I recently did some work on revealing the static and spatially-resolved dielectric constant of graphene and graphene nanoribbons. My original intention is also trying to provide the dielectric constant when simulating graphene devices.
I have question, in Terahertz frequency below far infrared, when we consider just intraband transition, is real part of Graphene permittivity negative or positive?
I see two different Kubo formula in the papers, one of them reach to negative and another to positive real part of permittivity.
It really depends on the features of your Graphene such as Fermi level and the thickness, for instance , for the Fermi level equal to zero and the thickness less than 1 micro is for sure negative.
Thanks so much, Jingtian. I am also wondering if this quantity of dielectric constant is appropriate for both of the perpendicular and parallel cases? I mean whether there would be some significant differences when considering longitudinal electric field and Transverse electric field within graphene?

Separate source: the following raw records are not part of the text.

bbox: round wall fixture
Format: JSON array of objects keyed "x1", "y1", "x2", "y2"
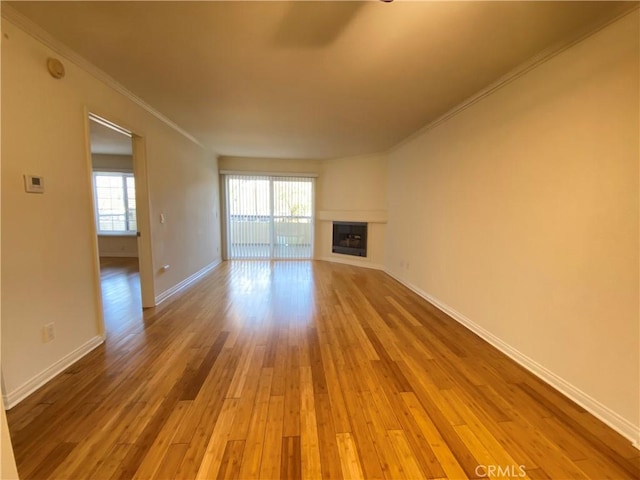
[{"x1": 47, "y1": 58, "x2": 64, "y2": 78}]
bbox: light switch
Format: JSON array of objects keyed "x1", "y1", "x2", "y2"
[{"x1": 24, "y1": 175, "x2": 44, "y2": 193}]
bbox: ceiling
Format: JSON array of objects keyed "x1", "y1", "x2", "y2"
[
  {"x1": 89, "y1": 117, "x2": 133, "y2": 155},
  {"x1": 3, "y1": 1, "x2": 634, "y2": 158}
]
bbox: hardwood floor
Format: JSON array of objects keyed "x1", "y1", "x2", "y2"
[
  {"x1": 8, "y1": 262, "x2": 640, "y2": 479},
  {"x1": 100, "y1": 257, "x2": 143, "y2": 335}
]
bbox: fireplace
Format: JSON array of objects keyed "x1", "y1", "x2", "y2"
[{"x1": 331, "y1": 222, "x2": 367, "y2": 257}]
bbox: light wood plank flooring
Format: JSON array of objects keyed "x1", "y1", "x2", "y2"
[{"x1": 8, "y1": 262, "x2": 640, "y2": 479}]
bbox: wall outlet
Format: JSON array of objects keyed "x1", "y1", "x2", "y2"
[{"x1": 42, "y1": 322, "x2": 56, "y2": 343}]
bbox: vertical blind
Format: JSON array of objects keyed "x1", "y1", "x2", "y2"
[{"x1": 225, "y1": 175, "x2": 314, "y2": 259}]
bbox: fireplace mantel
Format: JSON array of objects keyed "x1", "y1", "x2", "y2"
[{"x1": 316, "y1": 210, "x2": 387, "y2": 223}]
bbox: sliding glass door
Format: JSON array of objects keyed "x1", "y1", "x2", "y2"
[{"x1": 225, "y1": 175, "x2": 314, "y2": 259}]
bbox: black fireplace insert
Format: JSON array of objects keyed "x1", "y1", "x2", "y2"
[{"x1": 331, "y1": 222, "x2": 367, "y2": 257}]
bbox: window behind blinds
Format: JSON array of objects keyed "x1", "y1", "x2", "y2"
[{"x1": 225, "y1": 175, "x2": 314, "y2": 259}]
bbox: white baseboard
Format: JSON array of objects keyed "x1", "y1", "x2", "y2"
[
  {"x1": 2, "y1": 336, "x2": 104, "y2": 410},
  {"x1": 156, "y1": 258, "x2": 222, "y2": 306},
  {"x1": 385, "y1": 270, "x2": 640, "y2": 449},
  {"x1": 316, "y1": 255, "x2": 384, "y2": 270},
  {"x1": 100, "y1": 252, "x2": 138, "y2": 258}
]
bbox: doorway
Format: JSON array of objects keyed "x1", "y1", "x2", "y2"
[{"x1": 89, "y1": 114, "x2": 153, "y2": 335}]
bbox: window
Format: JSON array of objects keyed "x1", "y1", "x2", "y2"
[
  {"x1": 93, "y1": 172, "x2": 138, "y2": 234},
  {"x1": 226, "y1": 175, "x2": 313, "y2": 259}
]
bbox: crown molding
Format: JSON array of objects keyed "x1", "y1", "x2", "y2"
[
  {"x1": 0, "y1": 2, "x2": 210, "y2": 150},
  {"x1": 386, "y1": 2, "x2": 640, "y2": 153}
]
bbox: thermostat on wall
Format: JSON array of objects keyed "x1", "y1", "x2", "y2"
[{"x1": 24, "y1": 175, "x2": 44, "y2": 193}]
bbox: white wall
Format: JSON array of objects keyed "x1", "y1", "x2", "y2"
[
  {"x1": 219, "y1": 154, "x2": 387, "y2": 269},
  {"x1": 386, "y1": 10, "x2": 640, "y2": 441},
  {"x1": 316, "y1": 154, "x2": 387, "y2": 269},
  {"x1": 1, "y1": 19, "x2": 220, "y2": 404},
  {"x1": 0, "y1": 397, "x2": 18, "y2": 480}
]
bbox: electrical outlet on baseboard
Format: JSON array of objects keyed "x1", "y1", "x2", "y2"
[{"x1": 42, "y1": 322, "x2": 56, "y2": 343}]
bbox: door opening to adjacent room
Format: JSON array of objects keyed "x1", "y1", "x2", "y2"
[
  {"x1": 89, "y1": 115, "x2": 142, "y2": 334},
  {"x1": 225, "y1": 175, "x2": 314, "y2": 259}
]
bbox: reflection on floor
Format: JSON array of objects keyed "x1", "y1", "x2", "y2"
[{"x1": 100, "y1": 257, "x2": 142, "y2": 335}]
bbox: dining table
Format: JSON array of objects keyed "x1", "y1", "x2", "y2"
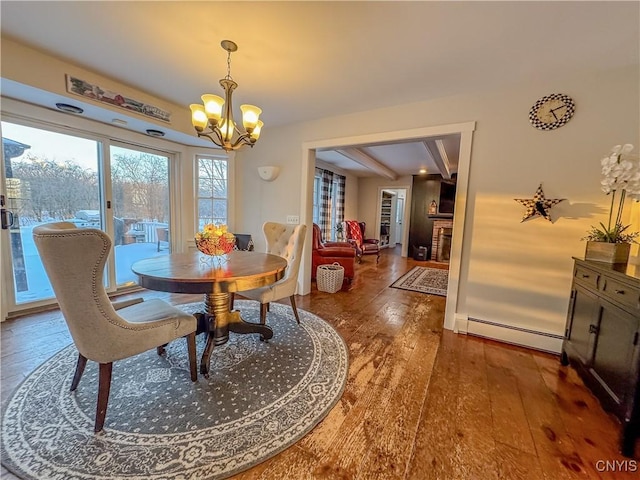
[{"x1": 131, "y1": 251, "x2": 287, "y2": 378}]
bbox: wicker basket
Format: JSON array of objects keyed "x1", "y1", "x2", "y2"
[{"x1": 316, "y1": 262, "x2": 344, "y2": 293}]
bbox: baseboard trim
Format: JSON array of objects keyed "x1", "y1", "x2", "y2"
[{"x1": 466, "y1": 317, "x2": 563, "y2": 354}]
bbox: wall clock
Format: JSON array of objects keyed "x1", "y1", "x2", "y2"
[{"x1": 529, "y1": 93, "x2": 576, "y2": 130}]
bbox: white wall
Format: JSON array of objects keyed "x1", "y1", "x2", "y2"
[{"x1": 239, "y1": 67, "x2": 640, "y2": 350}]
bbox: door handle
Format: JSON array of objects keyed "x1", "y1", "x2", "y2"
[{"x1": 0, "y1": 208, "x2": 14, "y2": 230}]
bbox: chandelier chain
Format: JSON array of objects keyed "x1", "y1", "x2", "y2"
[{"x1": 224, "y1": 52, "x2": 233, "y2": 80}]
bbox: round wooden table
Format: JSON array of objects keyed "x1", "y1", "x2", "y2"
[{"x1": 131, "y1": 251, "x2": 287, "y2": 376}]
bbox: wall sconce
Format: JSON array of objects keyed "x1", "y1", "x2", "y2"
[{"x1": 258, "y1": 166, "x2": 280, "y2": 182}]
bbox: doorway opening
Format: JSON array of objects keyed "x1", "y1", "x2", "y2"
[{"x1": 298, "y1": 122, "x2": 475, "y2": 330}]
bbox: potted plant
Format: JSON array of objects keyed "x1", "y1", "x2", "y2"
[{"x1": 583, "y1": 144, "x2": 640, "y2": 263}]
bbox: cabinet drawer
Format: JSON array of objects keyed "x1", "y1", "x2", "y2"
[
  {"x1": 602, "y1": 278, "x2": 640, "y2": 312},
  {"x1": 573, "y1": 265, "x2": 599, "y2": 289}
]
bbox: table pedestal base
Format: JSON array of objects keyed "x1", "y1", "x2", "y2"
[{"x1": 194, "y1": 293, "x2": 273, "y2": 378}]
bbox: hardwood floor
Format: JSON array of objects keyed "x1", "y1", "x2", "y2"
[{"x1": 0, "y1": 249, "x2": 640, "y2": 480}]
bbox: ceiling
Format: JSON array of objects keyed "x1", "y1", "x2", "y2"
[{"x1": 0, "y1": 0, "x2": 639, "y2": 178}]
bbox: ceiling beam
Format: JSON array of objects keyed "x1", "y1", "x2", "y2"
[
  {"x1": 422, "y1": 140, "x2": 451, "y2": 179},
  {"x1": 336, "y1": 148, "x2": 398, "y2": 180}
]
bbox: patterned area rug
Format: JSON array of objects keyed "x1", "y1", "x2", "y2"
[
  {"x1": 391, "y1": 267, "x2": 449, "y2": 297},
  {"x1": 0, "y1": 300, "x2": 348, "y2": 480}
]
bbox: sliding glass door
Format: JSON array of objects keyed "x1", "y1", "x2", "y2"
[
  {"x1": 2, "y1": 122, "x2": 104, "y2": 304},
  {"x1": 110, "y1": 145, "x2": 170, "y2": 287},
  {"x1": 0, "y1": 121, "x2": 170, "y2": 310}
]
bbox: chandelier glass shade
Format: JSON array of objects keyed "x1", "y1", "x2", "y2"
[{"x1": 190, "y1": 40, "x2": 264, "y2": 152}]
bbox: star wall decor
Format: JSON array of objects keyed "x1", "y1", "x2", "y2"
[{"x1": 514, "y1": 184, "x2": 566, "y2": 223}]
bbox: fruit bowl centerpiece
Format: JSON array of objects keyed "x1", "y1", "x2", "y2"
[{"x1": 195, "y1": 223, "x2": 236, "y2": 257}]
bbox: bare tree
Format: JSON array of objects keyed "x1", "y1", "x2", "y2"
[
  {"x1": 111, "y1": 153, "x2": 169, "y2": 222},
  {"x1": 13, "y1": 154, "x2": 100, "y2": 221}
]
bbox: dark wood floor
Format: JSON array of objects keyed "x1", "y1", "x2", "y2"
[{"x1": 0, "y1": 249, "x2": 640, "y2": 480}]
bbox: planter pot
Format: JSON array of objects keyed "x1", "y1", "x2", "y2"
[{"x1": 584, "y1": 242, "x2": 631, "y2": 263}]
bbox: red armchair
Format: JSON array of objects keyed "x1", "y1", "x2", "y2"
[
  {"x1": 344, "y1": 220, "x2": 380, "y2": 263},
  {"x1": 311, "y1": 223, "x2": 356, "y2": 283}
]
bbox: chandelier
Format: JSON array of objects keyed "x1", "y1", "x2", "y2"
[{"x1": 190, "y1": 40, "x2": 264, "y2": 152}]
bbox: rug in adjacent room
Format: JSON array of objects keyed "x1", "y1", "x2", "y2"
[
  {"x1": 0, "y1": 300, "x2": 348, "y2": 480},
  {"x1": 391, "y1": 267, "x2": 449, "y2": 297}
]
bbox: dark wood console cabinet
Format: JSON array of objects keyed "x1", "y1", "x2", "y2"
[{"x1": 561, "y1": 258, "x2": 640, "y2": 457}]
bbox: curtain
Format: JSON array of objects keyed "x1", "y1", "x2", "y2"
[
  {"x1": 318, "y1": 170, "x2": 333, "y2": 244},
  {"x1": 334, "y1": 173, "x2": 346, "y2": 240}
]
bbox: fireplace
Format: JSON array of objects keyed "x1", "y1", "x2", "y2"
[
  {"x1": 436, "y1": 227, "x2": 453, "y2": 263},
  {"x1": 431, "y1": 219, "x2": 453, "y2": 263}
]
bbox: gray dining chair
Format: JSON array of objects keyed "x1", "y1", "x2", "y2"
[
  {"x1": 33, "y1": 222, "x2": 197, "y2": 432},
  {"x1": 231, "y1": 222, "x2": 307, "y2": 325}
]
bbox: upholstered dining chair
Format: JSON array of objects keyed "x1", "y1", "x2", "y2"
[
  {"x1": 33, "y1": 222, "x2": 197, "y2": 432},
  {"x1": 231, "y1": 222, "x2": 307, "y2": 324}
]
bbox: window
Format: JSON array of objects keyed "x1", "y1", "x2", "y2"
[
  {"x1": 196, "y1": 155, "x2": 229, "y2": 230},
  {"x1": 313, "y1": 176, "x2": 322, "y2": 225}
]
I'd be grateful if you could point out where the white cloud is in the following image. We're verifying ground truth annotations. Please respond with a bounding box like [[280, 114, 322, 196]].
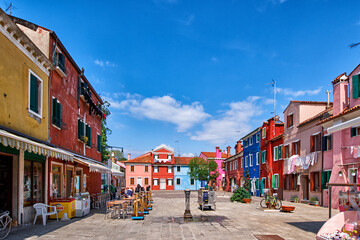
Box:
[[190, 96, 263, 144], [108, 96, 210, 132], [276, 88, 321, 97], [94, 59, 116, 67]]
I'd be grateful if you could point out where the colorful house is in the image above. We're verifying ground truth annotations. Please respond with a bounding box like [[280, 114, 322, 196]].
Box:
[[260, 116, 284, 199], [174, 157, 201, 190], [199, 146, 230, 190], [241, 128, 260, 196], [224, 141, 244, 192], [283, 101, 332, 204]]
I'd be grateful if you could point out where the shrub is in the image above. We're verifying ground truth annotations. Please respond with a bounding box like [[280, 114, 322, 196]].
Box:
[[230, 187, 251, 202]]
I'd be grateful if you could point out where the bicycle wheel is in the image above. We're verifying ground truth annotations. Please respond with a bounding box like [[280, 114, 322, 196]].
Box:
[[275, 199, 282, 210], [0, 217, 11, 240], [260, 199, 267, 208]]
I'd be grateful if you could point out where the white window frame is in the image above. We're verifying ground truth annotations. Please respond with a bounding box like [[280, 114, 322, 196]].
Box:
[[28, 69, 44, 118]]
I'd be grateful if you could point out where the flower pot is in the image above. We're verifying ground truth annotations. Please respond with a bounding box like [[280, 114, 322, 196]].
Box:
[[281, 206, 295, 212]]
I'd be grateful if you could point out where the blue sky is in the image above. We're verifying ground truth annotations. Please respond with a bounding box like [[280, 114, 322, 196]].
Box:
[[7, 0, 360, 156]]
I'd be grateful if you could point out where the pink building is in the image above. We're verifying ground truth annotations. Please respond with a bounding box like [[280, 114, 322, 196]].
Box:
[[199, 146, 231, 190], [283, 101, 332, 204], [321, 68, 360, 208]]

I am thinking because the density of states of graphene is approaching to zero near Dirac point,which is extremely small compared to that of common semi-conductors, the fermi surface can be tuned easily through charge doping. Thus, the dielectric permittivity has a strong dependence with carrier density. So, when applying bias to graphene, what the static dielectric permittivity could change into?
I am actually now working on a method trying to resolve the dielectric screening when the electric field is applied parallel to the atomic plane for 2D materials and when the electric field is applied along the periodic direction for 1D materials. It should come up in the coming half a year. I have already gotten some good results. Regarding the effect of carrier density on the dielectric permittivity, I am not sure I understand your arguments. In my opinion, the carrier density should not affect the permittivity. The dielectric matrix depends on the whole details of the band structure and wavefunctions, instead of only the values around the Dirac points. I will update here once I have the results for in-plane screening published.
You can refer to this article for now: "First-principles theory of nonlocal screening in graphene", PHYSICAL REVIEW B 83, 081409(R) (2011). Although it did not present the position dependence, it presents the q-dependence of the transverse dielectric function. I think this can be useful for you.